Three Platforms, One Server Part 11: From the BDC to the lookupd

Well, I did not have time to test my replica on Windows clients. I did, however, set up my BDC (Backup Domain Controller) on said replica and re-bind my Windows clients to the new master server once the replica was in place. Oddly, after doing so, Windows logins got a bit sketchy: sometimes they worked, sometimes not. I just figured it was a fluke and would go away. (Yes, that's my version of the scientific method. But that's the suck thing about intermittent problems. Very hard to track, or even — as in this case — be sure they exist.) Anyway, today the Windows login flakiness persisted, and was starting to really be a problem.
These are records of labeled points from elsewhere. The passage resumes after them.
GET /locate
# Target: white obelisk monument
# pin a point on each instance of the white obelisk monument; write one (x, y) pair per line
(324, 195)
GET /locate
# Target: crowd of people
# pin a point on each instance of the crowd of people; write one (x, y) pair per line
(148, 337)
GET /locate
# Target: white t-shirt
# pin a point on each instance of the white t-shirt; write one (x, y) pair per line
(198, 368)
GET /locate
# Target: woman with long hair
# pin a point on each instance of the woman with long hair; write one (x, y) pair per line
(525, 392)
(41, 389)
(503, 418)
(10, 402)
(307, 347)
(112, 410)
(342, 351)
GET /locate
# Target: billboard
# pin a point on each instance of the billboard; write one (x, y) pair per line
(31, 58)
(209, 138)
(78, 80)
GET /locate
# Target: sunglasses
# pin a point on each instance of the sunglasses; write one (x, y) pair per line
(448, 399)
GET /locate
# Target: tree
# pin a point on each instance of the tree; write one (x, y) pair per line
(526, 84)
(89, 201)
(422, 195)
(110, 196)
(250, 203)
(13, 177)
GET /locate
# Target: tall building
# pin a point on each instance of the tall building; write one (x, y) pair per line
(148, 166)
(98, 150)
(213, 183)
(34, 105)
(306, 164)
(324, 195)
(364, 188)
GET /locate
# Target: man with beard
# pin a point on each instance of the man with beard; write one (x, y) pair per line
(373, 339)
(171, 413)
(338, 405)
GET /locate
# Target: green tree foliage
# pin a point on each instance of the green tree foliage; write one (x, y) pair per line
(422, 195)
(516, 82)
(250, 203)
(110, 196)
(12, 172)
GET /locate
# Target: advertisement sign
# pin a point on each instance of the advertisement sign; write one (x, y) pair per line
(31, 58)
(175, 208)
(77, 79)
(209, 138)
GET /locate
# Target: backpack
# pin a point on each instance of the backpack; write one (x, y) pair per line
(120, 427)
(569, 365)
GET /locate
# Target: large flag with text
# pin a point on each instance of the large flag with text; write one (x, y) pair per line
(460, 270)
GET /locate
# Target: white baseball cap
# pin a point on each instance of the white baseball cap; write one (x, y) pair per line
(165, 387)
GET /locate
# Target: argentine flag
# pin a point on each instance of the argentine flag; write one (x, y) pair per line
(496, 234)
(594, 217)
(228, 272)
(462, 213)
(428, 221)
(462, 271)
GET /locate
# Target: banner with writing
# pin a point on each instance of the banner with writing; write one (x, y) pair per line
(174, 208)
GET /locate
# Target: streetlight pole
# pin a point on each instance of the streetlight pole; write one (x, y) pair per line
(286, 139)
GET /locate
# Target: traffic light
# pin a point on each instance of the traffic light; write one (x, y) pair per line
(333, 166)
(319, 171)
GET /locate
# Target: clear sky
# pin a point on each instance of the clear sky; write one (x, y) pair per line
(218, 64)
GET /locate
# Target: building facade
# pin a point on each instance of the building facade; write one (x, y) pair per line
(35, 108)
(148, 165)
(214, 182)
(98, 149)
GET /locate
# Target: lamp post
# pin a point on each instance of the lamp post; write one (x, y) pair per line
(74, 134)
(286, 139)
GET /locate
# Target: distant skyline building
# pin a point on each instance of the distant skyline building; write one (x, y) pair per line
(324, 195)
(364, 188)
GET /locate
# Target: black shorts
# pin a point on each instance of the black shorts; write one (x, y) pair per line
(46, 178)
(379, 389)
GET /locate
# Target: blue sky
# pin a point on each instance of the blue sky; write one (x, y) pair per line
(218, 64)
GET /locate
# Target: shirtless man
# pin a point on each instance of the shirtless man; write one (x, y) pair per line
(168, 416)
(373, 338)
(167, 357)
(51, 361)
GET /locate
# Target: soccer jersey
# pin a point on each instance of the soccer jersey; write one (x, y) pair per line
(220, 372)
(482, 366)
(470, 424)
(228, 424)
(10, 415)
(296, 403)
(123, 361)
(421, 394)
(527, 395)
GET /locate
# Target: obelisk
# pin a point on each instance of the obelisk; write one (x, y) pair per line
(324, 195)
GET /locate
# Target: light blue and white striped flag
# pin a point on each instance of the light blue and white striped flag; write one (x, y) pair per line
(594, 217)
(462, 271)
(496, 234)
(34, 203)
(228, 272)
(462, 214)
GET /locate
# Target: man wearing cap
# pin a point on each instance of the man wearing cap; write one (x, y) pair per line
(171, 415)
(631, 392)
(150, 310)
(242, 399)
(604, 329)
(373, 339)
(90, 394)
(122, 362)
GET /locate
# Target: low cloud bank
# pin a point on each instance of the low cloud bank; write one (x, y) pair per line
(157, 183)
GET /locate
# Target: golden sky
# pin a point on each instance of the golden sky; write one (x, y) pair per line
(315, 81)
So I investigated. A good friend and colleague recommended I check Windows' Event Manager (which I did not know about — hey, I'm still new at Windows — until today). There I saw messages that referenced problems connecting to the replica, which shouldn't have been happening. Thinking this might have something to do with the login problems, I turned off Windows services on the replica. Sure enough, Windows logins immediately began working perfectly. I had only two Windows services running on the replica: the BDC, which is supposed to provide domain controller failover should the PDC (the Primary Domain Controller on the master server) cease to function; and Windows file sharing, which hosts a backup of our Windows roaming profile drive. I'm not sure which service caused the problem as I simply stopped all services. So when I get a chance I will test each service individually and see which is the culprit. Hopefully it's the file sharing, because if we can at least keep the BDC running, we have some authentication failover: in the event of a master failure, users would still be able to log in, though their roaming profiles would be temporarily unavailable. If it's the BDC causing problems, then we effectively have no failover for Windows systems, which would blow big, shiny, green chunks. If that's the case, I give up. Yup, you heard me. I give up. With no clues, failing patience, a serious lack of time, and no good time to test it, I'd pretty much be giving up on the BDC, at least until I got some better info or until the winter break. Or both. For all I know, this is a bug in Tiger Server.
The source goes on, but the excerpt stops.